梁玺默然不语。那个时候,他的确也是这么独自承受着一切,还要对着蒋宗瑞强颜欢笑。而现在蒋宗瑞说的这一切,他为什么毫不知情?
“对不起,我本来想跟你好聚好散,那些以前送你的东西就当是分手费,我没想过追回,更没想过让你还钱。我本不想再打扰你的生活,我们各自好好生活就行。直到我无意间听说了你姐姐的事……”
梁玺打断他:“我姐姐是癌症晚期,她那种病症很难治愈,你不必为此抱歉。”
“如果我能早一点知道……”
梁玺不禁想到,如果蒋宗瑞能早一点知道,会怎么样呢?又或者,如果他能早一点知道蒋宗瑞承受的痛苦,这一切又会有什么不同?
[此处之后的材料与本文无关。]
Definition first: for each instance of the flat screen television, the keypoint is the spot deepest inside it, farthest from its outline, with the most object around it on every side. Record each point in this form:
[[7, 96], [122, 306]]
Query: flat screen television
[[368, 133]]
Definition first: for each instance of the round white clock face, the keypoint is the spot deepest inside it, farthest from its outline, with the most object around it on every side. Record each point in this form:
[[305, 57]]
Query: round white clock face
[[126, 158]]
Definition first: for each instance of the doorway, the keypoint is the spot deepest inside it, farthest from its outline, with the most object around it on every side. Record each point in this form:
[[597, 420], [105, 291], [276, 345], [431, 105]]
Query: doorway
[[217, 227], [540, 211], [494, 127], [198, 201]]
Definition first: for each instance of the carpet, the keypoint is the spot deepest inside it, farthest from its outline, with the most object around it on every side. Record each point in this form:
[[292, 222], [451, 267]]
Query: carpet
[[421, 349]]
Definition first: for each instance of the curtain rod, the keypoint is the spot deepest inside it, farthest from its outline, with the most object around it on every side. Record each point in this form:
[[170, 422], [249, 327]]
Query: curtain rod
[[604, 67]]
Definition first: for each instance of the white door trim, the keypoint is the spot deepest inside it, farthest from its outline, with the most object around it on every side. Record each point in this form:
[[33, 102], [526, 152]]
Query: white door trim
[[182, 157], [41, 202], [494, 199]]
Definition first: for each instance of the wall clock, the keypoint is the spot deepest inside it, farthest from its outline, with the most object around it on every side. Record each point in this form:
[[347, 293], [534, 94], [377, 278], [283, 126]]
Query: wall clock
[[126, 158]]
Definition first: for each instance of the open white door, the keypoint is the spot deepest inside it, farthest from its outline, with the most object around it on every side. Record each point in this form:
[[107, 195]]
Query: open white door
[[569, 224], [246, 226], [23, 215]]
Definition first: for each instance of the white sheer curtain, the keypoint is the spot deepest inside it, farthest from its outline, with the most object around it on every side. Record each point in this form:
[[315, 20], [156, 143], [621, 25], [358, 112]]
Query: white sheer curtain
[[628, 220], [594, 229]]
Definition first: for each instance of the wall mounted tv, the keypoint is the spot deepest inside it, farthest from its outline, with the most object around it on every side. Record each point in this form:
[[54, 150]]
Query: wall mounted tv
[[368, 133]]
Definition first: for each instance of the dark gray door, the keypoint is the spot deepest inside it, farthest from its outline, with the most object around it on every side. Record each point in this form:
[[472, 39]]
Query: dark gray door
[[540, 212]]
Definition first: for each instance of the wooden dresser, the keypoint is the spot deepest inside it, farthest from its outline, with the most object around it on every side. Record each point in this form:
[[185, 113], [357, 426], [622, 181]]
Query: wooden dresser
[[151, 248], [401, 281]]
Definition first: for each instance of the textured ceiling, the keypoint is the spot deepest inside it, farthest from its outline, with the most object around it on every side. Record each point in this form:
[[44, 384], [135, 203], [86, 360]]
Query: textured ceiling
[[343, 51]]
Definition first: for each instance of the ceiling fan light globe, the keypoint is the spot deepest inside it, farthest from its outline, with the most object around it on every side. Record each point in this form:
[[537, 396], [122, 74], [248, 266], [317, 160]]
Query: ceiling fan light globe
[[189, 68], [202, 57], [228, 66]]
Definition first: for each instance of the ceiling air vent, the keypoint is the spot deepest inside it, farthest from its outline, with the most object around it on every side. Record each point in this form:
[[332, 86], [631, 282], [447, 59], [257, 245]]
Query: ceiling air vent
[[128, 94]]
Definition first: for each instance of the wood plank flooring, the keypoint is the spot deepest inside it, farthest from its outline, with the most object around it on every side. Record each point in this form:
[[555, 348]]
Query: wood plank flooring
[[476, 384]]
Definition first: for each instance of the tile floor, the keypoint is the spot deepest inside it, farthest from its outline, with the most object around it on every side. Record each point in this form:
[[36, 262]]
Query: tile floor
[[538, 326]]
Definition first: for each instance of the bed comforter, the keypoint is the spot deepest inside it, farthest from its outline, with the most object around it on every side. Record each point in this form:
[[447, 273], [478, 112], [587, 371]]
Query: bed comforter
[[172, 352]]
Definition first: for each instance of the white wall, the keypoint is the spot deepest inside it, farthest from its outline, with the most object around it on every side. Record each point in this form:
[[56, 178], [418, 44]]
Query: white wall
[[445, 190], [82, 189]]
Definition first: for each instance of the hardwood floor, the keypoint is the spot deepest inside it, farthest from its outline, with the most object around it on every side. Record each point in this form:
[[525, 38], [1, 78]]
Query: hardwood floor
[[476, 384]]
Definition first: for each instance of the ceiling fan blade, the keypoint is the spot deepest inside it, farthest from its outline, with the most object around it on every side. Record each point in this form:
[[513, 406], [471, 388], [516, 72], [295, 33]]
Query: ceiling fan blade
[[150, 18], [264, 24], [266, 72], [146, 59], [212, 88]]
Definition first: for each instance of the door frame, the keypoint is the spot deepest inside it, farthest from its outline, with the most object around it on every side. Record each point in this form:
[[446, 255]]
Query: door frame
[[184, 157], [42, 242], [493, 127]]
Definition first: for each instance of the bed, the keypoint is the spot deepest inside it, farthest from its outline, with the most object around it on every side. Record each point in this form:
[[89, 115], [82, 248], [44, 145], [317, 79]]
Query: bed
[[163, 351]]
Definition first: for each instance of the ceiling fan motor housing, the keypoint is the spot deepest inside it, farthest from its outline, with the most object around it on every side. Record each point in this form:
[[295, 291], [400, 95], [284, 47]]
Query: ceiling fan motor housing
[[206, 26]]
蒋宗瑞朝他走了两步:“梁玺,请相信我。我是真心想挽回,请你给我一个机会弥补过去对你的伤害。请相信我,现在整个苍娱都是我的,你大可以放心,没有任何人再会阻拦我们。”
梁玺过了一会儿,才问:“现在这个,也是请求吗?”
蒋宗瑞停下,愣了愣:“是的。”
“那么,你凭什么请求我?”梁玺慢慢地转过身,“就算那个时候,我们承受着对等的痛苦,现在,你得到了苍娱,我失去了姐姐。我们不再公平了。蒋宗瑞,你明白吗?结果是,你得到了你想要的,而我失去了一切。”
一时间,两人都没有说话。偌大的套间陷入了死一般的沉默。
梁玺的心一点一点地沉下去,从海面一直沉到深深不见的海底。阳光照不见的深海漆黑一片,只有一条孤单的鲸鱼在游。